The point of this column (and those that follow) is loosely based around this concept, a concept I’ll call “gallimaufry.” Gallimaufry describes a mish-mash, a loose miscellany. But the word has its origins in cuisine, as a European soup with no dominant flavor, but consisting of disparate meats, vegetables, and breads that the gourmand may pick and choose from. I’d like to propose that this is the state of our culture, one lacking in any distinct motivating flavor, something that separates it from any cultural era that proceeded it. So the question of why I find myself lukewarm at the idea of a second Clap Your Hands Say Yeah! Album is easily answered: I’ve already digested that particular flavor, and need only to move on to my next choice.
Gallimaufry is a column authored by the Arts editors.

View Comments (7)
More to Discover

Comments (7)

All The Mac Weekly Picks Reader Picks Sort: Newest

Your email address will not be published.
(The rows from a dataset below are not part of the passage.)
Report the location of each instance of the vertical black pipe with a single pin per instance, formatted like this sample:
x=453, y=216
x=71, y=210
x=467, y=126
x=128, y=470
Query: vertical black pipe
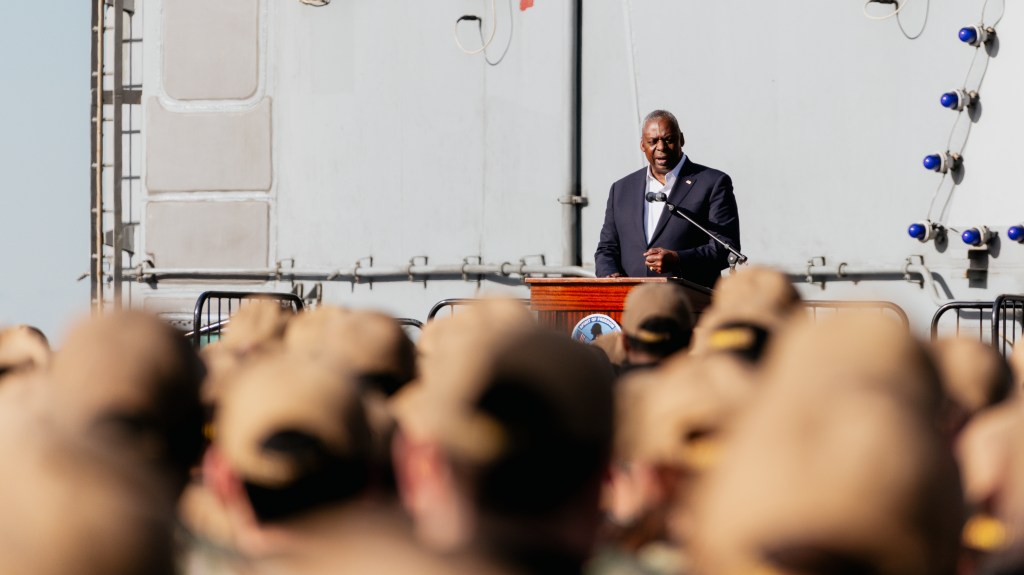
x=574, y=251
x=95, y=207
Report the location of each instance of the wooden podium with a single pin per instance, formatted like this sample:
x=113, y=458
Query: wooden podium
x=561, y=303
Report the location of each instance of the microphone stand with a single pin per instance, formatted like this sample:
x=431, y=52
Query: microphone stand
x=735, y=258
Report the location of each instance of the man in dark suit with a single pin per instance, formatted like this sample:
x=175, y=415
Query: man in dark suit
x=642, y=238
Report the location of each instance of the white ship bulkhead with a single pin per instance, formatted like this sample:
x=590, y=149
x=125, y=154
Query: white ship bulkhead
x=337, y=140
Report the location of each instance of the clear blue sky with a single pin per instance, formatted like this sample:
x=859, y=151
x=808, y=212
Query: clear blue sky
x=44, y=159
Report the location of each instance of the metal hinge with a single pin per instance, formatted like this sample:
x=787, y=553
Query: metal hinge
x=573, y=200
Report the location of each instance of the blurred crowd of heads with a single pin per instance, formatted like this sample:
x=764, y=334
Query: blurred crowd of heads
x=744, y=439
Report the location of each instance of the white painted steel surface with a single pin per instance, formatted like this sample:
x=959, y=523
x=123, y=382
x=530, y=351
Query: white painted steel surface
x=388, y=141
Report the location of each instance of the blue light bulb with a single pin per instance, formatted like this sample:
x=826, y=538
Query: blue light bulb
x=972, y=236
x=969, y=35
x=918, y=231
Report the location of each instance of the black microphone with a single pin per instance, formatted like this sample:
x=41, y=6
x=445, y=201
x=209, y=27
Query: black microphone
x=734, y=256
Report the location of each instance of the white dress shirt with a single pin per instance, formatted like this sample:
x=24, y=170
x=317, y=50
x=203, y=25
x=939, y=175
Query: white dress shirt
x=652, y=210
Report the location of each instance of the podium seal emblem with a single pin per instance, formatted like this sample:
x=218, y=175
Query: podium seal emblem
x=595, y=324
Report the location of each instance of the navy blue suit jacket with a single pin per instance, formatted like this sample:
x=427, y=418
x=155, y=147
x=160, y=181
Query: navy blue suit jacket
x=704, y=193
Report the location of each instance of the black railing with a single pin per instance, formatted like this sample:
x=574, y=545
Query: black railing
x=454, y=303
x=973, y=319
x=213, y=309
x=1008, y=314
x=819, y=309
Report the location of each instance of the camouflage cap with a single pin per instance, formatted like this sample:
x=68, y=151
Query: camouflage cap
x=800, y=487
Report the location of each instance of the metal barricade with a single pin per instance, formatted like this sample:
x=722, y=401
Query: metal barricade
x=214, y=309
x=454, y=303
x=819, y=309
x=1008, y=321
x=973, y=319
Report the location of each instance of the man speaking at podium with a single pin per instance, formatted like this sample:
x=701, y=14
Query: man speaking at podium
x=642, y=238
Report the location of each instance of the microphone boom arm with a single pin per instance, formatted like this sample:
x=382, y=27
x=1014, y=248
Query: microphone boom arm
x=734, y=256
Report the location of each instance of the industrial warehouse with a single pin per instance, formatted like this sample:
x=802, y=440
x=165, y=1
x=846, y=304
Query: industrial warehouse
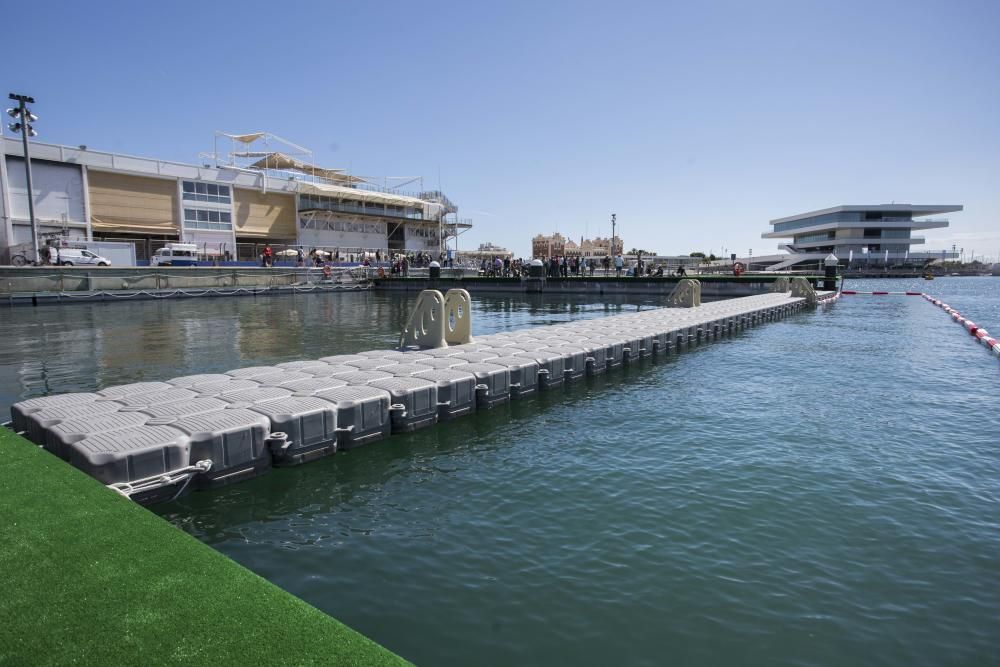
x=250, y=191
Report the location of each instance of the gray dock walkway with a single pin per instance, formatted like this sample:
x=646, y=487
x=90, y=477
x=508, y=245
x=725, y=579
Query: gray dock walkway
x=154, y=440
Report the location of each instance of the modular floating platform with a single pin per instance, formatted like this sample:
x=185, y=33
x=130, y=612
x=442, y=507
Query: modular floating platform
x=153, y=441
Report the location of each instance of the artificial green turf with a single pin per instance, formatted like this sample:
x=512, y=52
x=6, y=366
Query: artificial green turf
x=89, y=577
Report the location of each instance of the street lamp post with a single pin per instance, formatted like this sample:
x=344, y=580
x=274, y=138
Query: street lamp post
x=613, y=220
x=23, y=119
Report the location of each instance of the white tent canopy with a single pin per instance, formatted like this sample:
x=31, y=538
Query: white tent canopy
x=431, y=210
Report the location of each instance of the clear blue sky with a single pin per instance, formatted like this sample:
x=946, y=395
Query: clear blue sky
x=695, y=122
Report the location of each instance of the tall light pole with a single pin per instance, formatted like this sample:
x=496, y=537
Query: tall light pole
x=613, y=219
x=23, y=119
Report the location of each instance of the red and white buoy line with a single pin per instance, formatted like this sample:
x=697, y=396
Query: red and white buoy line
x=982, y=335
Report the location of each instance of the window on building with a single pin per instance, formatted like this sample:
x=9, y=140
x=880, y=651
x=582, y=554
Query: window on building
x=206, y=192
x=208, y=219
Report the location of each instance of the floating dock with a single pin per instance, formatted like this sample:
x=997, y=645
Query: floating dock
x=153, y=441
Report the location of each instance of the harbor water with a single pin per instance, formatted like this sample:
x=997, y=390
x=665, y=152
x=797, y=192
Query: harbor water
x=822, y=490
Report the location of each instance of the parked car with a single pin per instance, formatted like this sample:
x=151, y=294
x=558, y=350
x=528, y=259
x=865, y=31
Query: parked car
x=77, y=257
x=176, y=254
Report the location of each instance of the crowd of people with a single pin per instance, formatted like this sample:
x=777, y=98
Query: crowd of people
x=399, y=264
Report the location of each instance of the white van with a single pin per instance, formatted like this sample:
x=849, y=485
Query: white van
x=77, y=257
x=176, y=254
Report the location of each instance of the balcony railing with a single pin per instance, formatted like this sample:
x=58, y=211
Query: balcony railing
x=370, y=209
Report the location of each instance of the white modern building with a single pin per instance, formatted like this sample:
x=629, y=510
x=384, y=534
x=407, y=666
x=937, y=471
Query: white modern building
x=875, y=235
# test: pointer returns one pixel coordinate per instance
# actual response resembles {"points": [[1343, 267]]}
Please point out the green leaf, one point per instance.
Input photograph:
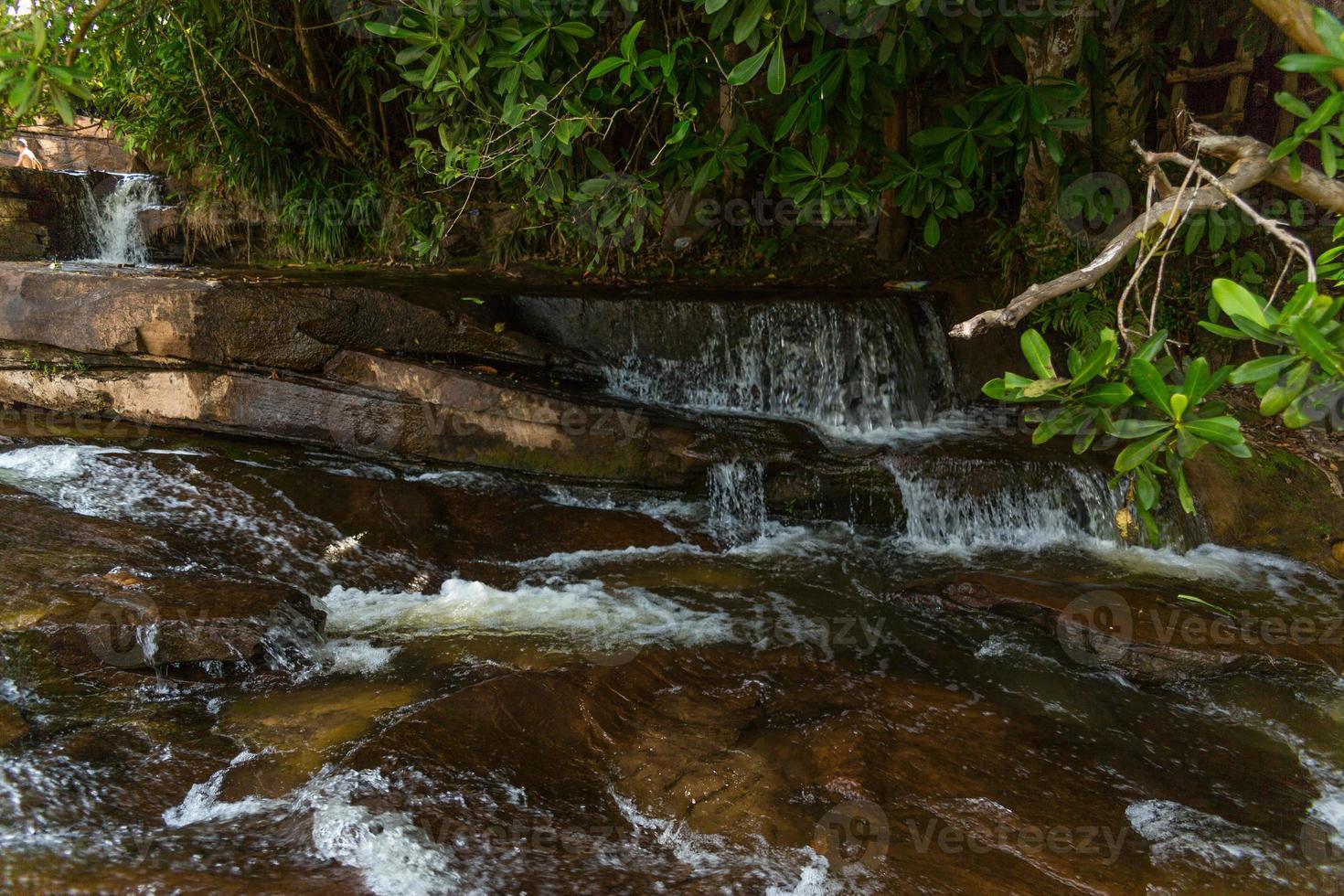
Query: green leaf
{"points": [[1137, 429], [1098, 359], [1237, 301], [748, 69], [605, 66], [1309, 62], [1140, 452], [1106, 395], [1280, 395], [1316, 346], [1179, 403], [1261, 367], [1043, 387], [775, 77], [1148, 382], [1038, 355], [1226, 332], [1220, 430]]}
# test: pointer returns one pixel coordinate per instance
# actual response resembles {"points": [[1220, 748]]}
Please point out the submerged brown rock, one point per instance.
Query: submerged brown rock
{"points": [[1147, 635], [97, 592]]}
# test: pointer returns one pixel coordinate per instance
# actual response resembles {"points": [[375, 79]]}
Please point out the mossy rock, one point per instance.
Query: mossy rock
{"points": [[1275, 501]]}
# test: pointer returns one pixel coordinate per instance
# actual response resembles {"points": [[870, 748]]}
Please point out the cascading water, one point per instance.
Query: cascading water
{"points": [[963, 503], [737, 501], [112, 220], [855, 369]]}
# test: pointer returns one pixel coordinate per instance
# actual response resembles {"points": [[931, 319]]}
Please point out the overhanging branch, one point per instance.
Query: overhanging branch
{"points": [[1241, 176]]}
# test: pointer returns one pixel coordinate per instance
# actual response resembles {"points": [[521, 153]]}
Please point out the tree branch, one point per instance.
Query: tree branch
{"points": [[1313, 186], [334, 125], [1243, 175]]}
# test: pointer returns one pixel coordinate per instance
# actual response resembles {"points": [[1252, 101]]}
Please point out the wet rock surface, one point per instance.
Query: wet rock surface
{"points": [[265, 324], [111, 594], [1149, 635]]}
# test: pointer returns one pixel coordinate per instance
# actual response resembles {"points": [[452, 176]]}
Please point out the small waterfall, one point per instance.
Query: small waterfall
{"points": [[112, 219], [1003, 503], [737, 501], [855, 369]]}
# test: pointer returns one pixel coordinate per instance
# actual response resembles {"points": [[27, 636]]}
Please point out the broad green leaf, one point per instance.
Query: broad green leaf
{"points": [[1140, 452], [1106, 395], [1038, 355], [1179, 403], [775, 77], [1309, 62], [1316, 346], [1044, 387], [1261, 367], [1220, 430], [1237, 301], [1283, 394], [748, 69], [1137, 429]]}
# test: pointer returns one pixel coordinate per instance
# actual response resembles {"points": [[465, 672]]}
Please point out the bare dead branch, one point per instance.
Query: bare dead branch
{"points": [[1270, 226], [1312, 186]]}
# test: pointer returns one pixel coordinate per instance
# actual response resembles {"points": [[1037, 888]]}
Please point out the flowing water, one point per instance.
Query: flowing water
{"points": [[112, 218], [537, 687]]}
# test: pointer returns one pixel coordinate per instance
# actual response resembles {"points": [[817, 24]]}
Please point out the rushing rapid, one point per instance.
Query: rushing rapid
{"points": [[285, 670]]}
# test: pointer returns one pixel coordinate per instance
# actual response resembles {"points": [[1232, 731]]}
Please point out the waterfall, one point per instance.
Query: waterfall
{"points": [[1008, 503], [855, 369], [112, 220], [737, 501]]}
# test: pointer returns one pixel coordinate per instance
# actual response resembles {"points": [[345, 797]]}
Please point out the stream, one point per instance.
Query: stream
{"points": [[534, 686]]}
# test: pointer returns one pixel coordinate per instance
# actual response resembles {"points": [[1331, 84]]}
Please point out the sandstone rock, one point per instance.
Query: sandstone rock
{"points": [[785, 749], [1141, 633], [40, 215], [65, 578], [11, 724], [272, 324], [1243, 503]]}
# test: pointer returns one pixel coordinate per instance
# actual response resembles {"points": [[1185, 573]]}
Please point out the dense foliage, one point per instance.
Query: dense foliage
{"points": [[598, 121]]}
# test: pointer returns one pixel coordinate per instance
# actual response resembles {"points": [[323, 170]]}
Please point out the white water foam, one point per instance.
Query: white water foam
{"points": [[792, 872], [113, 222], [1178, 833], [357, 656], [202, 802], [855, 369], [582, 612], [737, 501], [117, 484], [394, 856]]}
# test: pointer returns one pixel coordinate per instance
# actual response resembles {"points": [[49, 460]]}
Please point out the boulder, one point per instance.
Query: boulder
{"points": [[1243, 503], [101, 592], [1144, 635], [12, 724], [269, 324]]}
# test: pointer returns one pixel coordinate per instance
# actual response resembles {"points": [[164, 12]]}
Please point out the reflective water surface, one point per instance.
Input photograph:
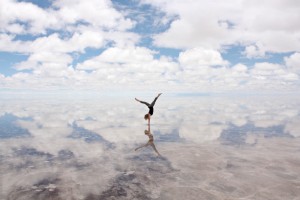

Required fields are marked *

  • I

    Isaac MacDonaldSep 8, 2019 at 1:44 pm

    I learned more interesting things on this weight-loss issue. Just one issue is a good nutrition is vital while dieting. A tremendous reduction in junk food, sugary food, fried foods, sugary foods, pork, and bright flour products may be necessary. Keeping wastes bloodsuckers, and toxins may prevent ambitions for shedding fat. While particular drugs quickly solve the issue, the awful side effects are usually not worth it, and so they never supply more than a short-lived solution. This can be a known idea that 95 of diet plans fail. Many thanks sharing your thinking on this website.